La femme que j’aime est prof. Elle aime ce métier qu’elle a choisi et pour lequel elle a dû se battre. Cela fait dix ans qu’elle a commencé, mais elle n’a perdu ni de sa rigueur, ni de son enthousiasme, ni de son volontarisme, ni de son énergie. Elle s’investit, elle monte des projets, elle se bat contre des moulins parfois. On dit souvent en riant que c’est le plus beau métier du monde, mais si on arrête de rire on s’aperçoit que c’est justement ce que c’est. L’un des plus beaux métiers du monde. L’un de ces métiers qui nécessitent de prendre la mesure du don de soi, du long terme, de la patience, de l’espoir, etc. Je ne renie pas mon côté potache irréductible, mais quand je suis sincère, je l’admire.

Moi, j’ai toujours fait des métiers d’escroc égoïste. J’ai passé ma vie à me faire plaisir, en gagnant ou pas un peu d’argent, mais je m’en foutais parce que ce n’est pas l’argent qui me motive. J’ai fait des beaux voyages, j’ai pris du bon temps, j’ai flatté mon ego. Je n’ai rien construit, je mets l’avenir de mes enfants en danger à cause de la précarité chronique dans laquelle ces choix-là nous plongent, mais je fais l’intéressant dans des médias locaux et ça suffit à me valoir le sourire de la buraliste depuis qu’elle m’a vu en photo dans le journal.

Lorsqu’on rencontre des gens, dans les soirées, c’est toujours la même question qui revient : “et vous, vous faites quoi, dans la vie ?” Quand ma chère et tendre avoue son métier, au mieux on détourne la tête avec un air gêné. Au pire, elle affronte les sarcasmes habituels sur les fonctionnaires, leur prétendue oisiveté, leurs vacances à rallonges, leur supposé conformisme, leur tendance décriée à faire grève. Certains de ses collègues ont une parade, c’est “je suis prof, mais…”. Ajoutez : “je fais de la politique” ou “j’écris des livres”, ou encore “j’expose mes toiles dans une galerie parisienne”. Ils sont alors à demi-pardonnés, puisqu’ils renient eux aussi ce métier si abject. Elle non. Elle est prof à plein-temps, elle aime ça, elle y croit, et même si on gagnait une fortune au loto elle continuerait de l’être.

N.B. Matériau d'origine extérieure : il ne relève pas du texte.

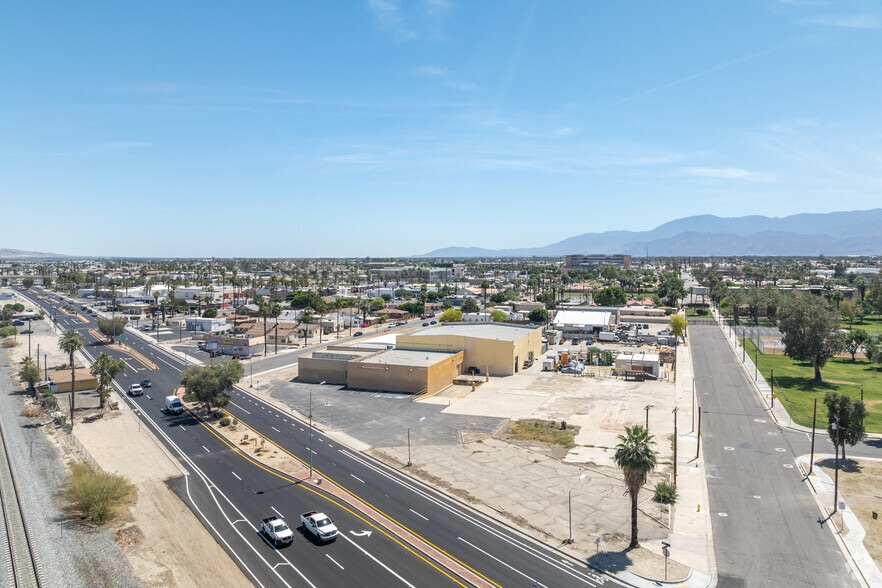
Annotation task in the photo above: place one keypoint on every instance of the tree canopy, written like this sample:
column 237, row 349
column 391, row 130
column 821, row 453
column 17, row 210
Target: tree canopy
column 210, row 384
column 112, row 327
column 845, row 418
column 538, row 315
column 808, row 326
column 671, row 289
column 106, row 369
column 636, row 458
column 29, row 372
column 611, row 296
column 469, row 305
column 451, row 315
column 677, row 323
column 498, row 316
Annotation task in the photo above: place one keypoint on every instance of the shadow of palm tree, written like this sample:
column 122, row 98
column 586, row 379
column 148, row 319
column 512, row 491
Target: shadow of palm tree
column 611, row 561
column 803, row 384
column 849, row 466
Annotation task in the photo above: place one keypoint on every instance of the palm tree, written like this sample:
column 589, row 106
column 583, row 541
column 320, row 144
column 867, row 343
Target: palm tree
column 636, row 459
column 275, row 309
column 106, row 368
column 71, row 342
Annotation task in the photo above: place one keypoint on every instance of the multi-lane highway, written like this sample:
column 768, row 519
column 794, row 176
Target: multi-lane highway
column 433, row 541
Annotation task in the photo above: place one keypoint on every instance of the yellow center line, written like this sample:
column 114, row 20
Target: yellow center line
column 345, row 507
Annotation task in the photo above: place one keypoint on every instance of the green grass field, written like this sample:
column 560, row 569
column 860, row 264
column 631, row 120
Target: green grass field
column 796, row 389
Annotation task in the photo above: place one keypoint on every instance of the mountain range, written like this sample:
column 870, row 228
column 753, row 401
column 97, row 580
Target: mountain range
column 857, row 232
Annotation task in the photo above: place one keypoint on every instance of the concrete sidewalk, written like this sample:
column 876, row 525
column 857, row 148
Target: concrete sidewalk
column 820, row 483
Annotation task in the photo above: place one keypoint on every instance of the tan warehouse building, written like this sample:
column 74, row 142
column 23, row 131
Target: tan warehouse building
column 428, row 360
column 497, row 349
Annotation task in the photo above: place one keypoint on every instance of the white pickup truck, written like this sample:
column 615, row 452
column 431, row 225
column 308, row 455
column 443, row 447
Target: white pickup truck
column 276, row 531
column 319, row 525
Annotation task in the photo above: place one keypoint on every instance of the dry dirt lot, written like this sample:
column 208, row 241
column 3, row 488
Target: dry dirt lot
column 860, row 482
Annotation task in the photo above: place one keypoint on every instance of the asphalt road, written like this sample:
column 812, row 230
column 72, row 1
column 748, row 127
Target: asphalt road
column 767, row 527
column 230, row 494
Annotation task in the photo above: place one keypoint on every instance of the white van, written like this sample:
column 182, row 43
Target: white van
column 173, row 405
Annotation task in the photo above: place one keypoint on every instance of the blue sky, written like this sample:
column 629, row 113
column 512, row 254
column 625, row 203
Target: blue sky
column 393, row 128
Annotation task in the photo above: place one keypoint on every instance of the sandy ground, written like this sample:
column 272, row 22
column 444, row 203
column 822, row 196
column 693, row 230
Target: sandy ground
column 860, row 482
column 168, row 546
column 165, row 543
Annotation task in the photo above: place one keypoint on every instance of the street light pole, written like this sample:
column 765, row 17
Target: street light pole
column 675, row 445
column 570, row 505
column 310, row 430
column 835, row 427
column 408, row 441
column 694, row 393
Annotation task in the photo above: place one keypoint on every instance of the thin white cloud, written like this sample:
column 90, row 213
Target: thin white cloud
column 389, row 17
column 863, row 21
column 463, row 86
column 725, row 173
column 437, row 6
column 432, row 71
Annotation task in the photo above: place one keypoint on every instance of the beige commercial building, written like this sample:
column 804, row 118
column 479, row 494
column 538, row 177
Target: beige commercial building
column 426, row 361
column 497, row 349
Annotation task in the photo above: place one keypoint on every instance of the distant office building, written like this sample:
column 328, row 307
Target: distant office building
column 598, row 259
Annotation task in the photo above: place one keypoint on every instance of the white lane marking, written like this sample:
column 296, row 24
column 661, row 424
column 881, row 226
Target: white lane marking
column 214, row 493
column 582, row 575
column 487, row 554
column 379, row 563
column 240, row 408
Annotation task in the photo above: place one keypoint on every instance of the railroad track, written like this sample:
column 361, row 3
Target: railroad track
column 21, row 563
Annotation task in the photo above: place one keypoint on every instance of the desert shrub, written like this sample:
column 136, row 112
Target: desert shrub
column 32, row 412
column 95, row 493
column 665, row 492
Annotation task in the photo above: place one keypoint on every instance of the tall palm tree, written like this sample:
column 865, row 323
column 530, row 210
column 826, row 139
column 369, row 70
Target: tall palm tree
column 106, row 368
column 71, row 342
column 275, row 309
column 636, row 458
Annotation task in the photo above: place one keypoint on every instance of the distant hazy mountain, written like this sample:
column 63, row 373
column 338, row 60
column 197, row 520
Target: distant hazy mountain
column 19, row 254
column 857, row 232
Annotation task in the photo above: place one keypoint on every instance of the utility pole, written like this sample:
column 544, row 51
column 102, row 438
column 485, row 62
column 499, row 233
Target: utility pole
column 675, row 444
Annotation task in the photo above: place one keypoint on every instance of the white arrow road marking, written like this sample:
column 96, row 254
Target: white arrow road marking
column 240, row 408
column 379, row 563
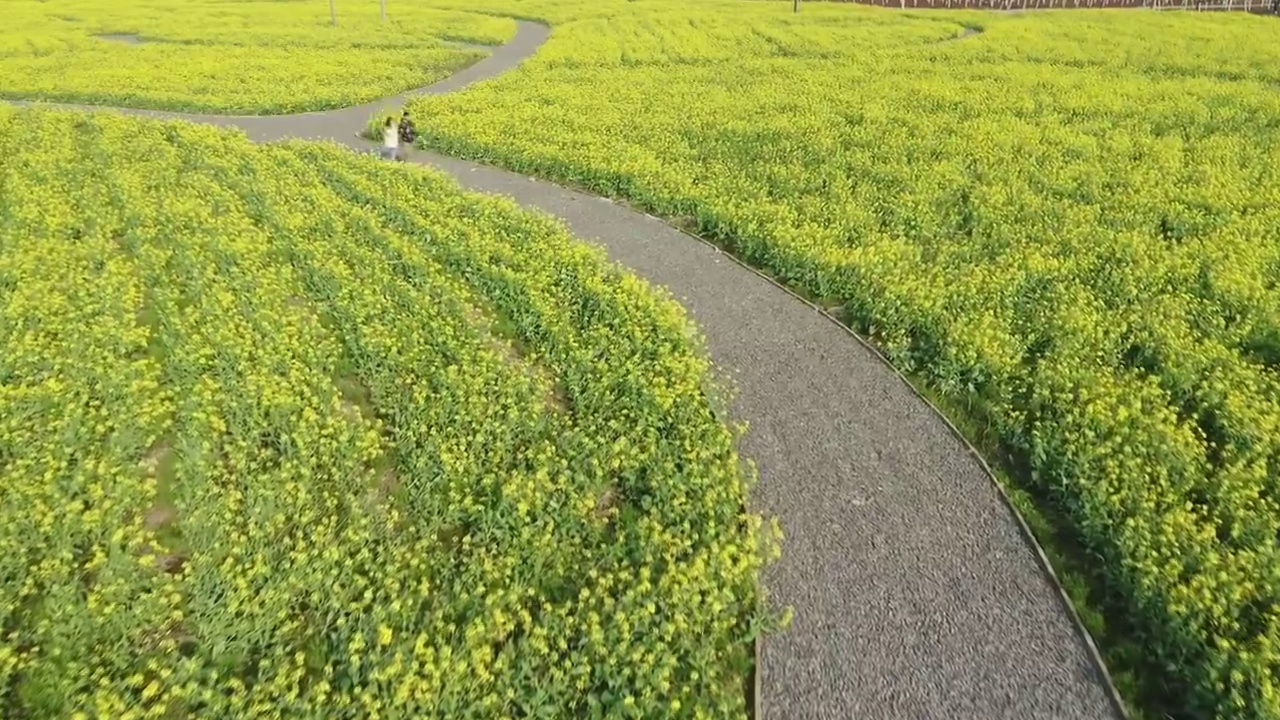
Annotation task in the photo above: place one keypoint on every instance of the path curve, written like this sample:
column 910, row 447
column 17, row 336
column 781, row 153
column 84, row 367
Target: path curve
column 917, row 593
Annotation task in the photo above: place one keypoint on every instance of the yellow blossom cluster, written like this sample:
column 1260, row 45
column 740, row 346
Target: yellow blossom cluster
column 248, row 57
column 291, row 432
column 1069, row 219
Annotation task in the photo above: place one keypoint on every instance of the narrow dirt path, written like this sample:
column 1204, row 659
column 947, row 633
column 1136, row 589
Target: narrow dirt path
column 915, row 592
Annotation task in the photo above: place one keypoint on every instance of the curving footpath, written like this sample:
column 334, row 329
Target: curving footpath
column 917, row 593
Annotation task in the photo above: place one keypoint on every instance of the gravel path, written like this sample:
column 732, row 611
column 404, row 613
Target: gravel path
column 915, row 593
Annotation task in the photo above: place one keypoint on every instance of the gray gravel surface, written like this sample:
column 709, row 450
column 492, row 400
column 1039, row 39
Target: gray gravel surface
column 915, row 595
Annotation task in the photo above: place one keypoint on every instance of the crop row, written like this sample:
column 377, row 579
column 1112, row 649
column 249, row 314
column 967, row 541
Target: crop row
column 251, row 57
column 289, row 431
column 1070, row 220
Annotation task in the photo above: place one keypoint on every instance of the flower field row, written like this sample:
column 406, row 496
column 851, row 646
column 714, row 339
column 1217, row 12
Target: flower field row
column 291, row 432
column 242, row 57
column 1069, row 219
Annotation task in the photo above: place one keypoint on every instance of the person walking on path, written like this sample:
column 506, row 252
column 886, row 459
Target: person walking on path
column 391, row 140
column 408, row 133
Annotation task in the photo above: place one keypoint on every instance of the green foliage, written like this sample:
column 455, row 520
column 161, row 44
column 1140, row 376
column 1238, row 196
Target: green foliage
column 288, row 431
column 251, row 57
column 1072, row 219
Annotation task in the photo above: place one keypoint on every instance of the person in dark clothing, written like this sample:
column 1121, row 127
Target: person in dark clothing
column 408, row 133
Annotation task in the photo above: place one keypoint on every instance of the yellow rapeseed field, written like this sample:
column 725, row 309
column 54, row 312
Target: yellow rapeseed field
column 291, row 432
column 1069, row 222
column 246, row 57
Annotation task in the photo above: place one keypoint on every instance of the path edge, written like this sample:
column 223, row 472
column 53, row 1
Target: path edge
column 1046, row 566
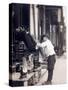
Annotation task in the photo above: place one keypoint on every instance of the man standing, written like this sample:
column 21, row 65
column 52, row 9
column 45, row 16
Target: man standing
column 48, row 51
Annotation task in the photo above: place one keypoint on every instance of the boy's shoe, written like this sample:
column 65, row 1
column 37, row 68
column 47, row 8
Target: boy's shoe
column 47, row 83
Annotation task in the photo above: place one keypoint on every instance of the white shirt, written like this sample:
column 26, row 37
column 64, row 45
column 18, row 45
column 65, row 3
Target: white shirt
column 48, row 48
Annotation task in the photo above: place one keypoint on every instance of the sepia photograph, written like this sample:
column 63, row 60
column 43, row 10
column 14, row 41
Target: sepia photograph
column 37, row 44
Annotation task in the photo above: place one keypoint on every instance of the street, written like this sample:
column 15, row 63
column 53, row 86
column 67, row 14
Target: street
column 59, row 75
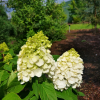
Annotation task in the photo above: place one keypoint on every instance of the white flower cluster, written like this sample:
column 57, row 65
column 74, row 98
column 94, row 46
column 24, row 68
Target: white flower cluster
column 34, row 60
column 68, row 71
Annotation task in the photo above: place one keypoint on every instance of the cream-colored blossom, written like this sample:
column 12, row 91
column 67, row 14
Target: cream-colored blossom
column 68, row 71
column 34, row 59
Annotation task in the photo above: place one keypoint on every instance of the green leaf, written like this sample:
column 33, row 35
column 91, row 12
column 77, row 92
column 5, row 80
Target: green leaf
column 35, row 88
column 63, row 95
column 81, row 94
column 11, row 78
column 1, row 57
column 15, row 88
column 56, row 57
column 31, row 93
column 13, row 84
column 67, row 94
column 34, row 98
column 47, row 91
column 8, row 67
column 78, row 93
column 11, row 96
column 3, row 75
column 14, row 60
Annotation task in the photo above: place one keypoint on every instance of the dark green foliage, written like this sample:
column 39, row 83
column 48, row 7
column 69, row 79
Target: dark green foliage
column 35, row 15
column 92, row 12
column 6, row 28
column 75, row 10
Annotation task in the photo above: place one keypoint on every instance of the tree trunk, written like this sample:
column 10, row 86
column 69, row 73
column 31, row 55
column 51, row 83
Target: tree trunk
column 95, row 15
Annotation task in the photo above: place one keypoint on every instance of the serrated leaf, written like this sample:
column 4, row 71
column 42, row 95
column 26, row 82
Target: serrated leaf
column 35, row 88
column 31, row 93
column 11, row 78
column 11, row 96
column 8, row 67
column 56, row 57
column 81, row 94
column 47, row 91
column 11, row 52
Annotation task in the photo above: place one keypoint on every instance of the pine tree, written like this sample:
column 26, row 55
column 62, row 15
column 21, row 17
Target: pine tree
column 92, row 12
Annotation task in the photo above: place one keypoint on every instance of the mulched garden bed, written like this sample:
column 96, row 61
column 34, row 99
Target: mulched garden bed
column 88, row 46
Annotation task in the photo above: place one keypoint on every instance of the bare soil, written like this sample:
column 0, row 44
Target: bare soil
column 87, row 45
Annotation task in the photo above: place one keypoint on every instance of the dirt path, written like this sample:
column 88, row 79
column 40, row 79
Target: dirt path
column 88, row 46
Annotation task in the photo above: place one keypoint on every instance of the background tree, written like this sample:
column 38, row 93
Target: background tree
column 31, row 16
column 76, row 8
column 6, row 28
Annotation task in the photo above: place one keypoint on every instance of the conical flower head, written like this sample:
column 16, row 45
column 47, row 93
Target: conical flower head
column 69, row 70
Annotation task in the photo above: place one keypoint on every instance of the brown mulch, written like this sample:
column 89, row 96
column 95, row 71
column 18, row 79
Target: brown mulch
column 88, row 46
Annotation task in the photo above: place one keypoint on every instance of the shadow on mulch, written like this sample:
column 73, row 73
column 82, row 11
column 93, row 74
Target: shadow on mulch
column 88, row 46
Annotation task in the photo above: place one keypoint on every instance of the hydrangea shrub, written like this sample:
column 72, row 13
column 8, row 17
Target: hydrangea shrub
column 35, row 58
column 69, row 70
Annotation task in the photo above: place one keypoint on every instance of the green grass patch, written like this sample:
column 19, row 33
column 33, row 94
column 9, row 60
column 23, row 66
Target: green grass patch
column 81, row 26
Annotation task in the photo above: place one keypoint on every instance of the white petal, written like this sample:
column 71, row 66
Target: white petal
column 46, row 71
column 25, row 73
column 35, row 58
column 38, row 72
column 45, row 66
column 61, row 84
column 52, row 73
column 31, row 74
column 26, row 79
column 60, row 76
column 71, row 80
column 29, row 65
column 40, row 62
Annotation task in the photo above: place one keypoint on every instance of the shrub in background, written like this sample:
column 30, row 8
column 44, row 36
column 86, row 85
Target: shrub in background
column 6, row 28
column 38, row 15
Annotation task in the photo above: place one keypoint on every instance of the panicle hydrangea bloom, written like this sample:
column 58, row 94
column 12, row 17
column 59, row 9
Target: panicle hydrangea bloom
column 7, row 58
column 68, row 71
column 35, row 59
column 4, row 47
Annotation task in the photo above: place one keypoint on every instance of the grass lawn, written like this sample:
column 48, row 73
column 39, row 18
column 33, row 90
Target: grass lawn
column 81, row 26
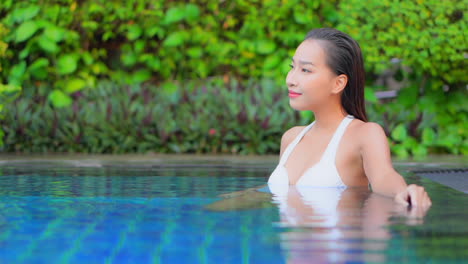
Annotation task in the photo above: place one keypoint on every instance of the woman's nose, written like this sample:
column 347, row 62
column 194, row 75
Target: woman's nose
column 290, row 79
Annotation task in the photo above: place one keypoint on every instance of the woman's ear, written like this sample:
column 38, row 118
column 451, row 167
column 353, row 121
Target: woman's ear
column 340, row 83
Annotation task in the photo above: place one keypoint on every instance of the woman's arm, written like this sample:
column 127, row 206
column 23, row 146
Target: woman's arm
column 378, row 167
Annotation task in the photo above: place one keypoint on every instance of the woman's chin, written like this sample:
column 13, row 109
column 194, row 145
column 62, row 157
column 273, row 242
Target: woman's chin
column 298, row 107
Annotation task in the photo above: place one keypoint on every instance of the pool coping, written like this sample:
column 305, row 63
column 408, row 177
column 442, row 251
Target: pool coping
column 420, row 167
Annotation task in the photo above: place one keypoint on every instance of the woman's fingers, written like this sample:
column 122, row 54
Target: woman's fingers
column 414, row 195
column 402, row 198
column 418, row 196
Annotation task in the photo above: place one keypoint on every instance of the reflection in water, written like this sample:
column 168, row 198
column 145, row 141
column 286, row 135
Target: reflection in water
column 324, row 225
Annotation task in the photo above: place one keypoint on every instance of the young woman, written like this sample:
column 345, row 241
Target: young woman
column 340, row 148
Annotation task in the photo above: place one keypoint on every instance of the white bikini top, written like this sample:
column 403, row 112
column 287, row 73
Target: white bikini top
column 322, row 174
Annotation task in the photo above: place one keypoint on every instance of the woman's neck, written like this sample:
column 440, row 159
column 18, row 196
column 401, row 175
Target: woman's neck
column 329, row 118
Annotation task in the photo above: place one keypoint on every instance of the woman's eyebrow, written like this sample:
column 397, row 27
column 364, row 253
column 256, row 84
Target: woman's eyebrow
column 303, row 62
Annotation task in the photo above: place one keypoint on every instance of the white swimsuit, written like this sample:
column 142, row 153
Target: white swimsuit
column 322, row 174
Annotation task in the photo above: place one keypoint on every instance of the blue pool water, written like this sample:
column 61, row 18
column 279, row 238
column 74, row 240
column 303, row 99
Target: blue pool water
column 174, row 214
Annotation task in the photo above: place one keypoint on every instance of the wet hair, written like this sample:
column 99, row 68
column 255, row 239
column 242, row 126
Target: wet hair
column 343, row 56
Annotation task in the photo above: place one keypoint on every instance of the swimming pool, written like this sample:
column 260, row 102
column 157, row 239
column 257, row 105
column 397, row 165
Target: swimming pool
column 173, row 213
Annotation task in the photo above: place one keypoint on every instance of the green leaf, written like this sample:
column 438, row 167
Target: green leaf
column 25, row 31
column 67, row 64
column 271, row 62
column 59, row 99
column 192, row 12
column 369, row 95
column 141, row 76
column 169, row 88
column 428, row 136
column 265, row 46
column 174, row 15
column 399, row 133
column 301, row 17
column 195, row 52
column 74, row 85
column 174, row 39
column 419, row 151
column 48, row 45
column 134, row 32
column 25, row 13
column 16, row 73
column 39, row 68
column 54, row 33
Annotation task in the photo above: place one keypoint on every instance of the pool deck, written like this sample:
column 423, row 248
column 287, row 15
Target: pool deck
column 451, row 171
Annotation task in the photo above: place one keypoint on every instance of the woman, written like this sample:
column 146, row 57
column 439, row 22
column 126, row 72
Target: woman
column 340, row 148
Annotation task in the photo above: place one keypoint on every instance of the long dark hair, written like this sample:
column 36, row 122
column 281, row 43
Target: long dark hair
column 344, row 56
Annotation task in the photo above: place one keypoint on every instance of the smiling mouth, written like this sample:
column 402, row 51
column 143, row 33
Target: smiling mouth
column 293, row 94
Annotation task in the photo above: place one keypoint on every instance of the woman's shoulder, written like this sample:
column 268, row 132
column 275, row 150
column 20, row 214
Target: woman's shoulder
column 290, row 135
column 368, row 128
column 368, row 132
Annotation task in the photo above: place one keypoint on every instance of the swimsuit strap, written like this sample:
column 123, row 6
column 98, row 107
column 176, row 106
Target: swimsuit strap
column 293, row 144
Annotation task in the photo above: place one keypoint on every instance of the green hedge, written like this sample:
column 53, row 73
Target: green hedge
column 209, row 116
column 70, row 44
column 196, row 118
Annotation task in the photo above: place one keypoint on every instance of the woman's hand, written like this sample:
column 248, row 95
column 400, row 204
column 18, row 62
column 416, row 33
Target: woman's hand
column 414, row 195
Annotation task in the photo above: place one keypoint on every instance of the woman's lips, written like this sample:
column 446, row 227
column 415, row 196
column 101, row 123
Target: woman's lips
column 293, row 94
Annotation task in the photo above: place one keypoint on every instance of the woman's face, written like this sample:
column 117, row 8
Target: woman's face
column 310, row 81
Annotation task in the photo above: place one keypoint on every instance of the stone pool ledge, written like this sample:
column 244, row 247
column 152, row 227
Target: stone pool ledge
column 449, row 170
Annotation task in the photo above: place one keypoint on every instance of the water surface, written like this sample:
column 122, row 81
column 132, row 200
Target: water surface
column 178, row 214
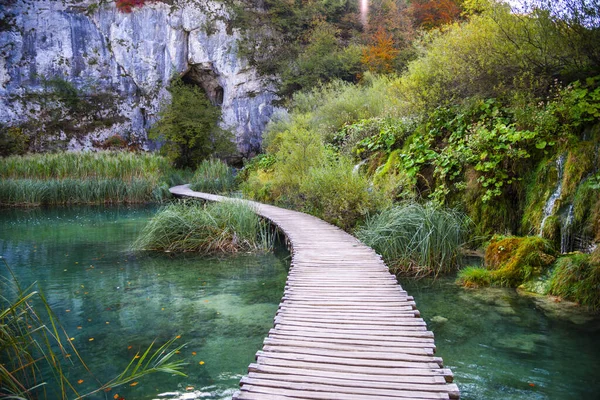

Quand vient mon tour, en revanche, on me sourit, on s’intéresse, on me pose plein de questions empressées. Ca marchait quand j’étais manager d’un groupe de musiciens, ça a continué quand j’ai signé des articles dans un magazine en couleurs, c’est encore mieux maintenant que je fais des livres.

Qui, de nous deux, est le plus utile à la société ? Qui, de nous deux, est le moins égoïste dans sa vie professionnelle ? Qui, de nous deux, fait bouillir la marmite ? Sans conteste, celle de nous deux qui doit essuyer un mépris général de plus en plus palpable, et de plus en plus décomplexé. On vit vraiment dans un monde de cons.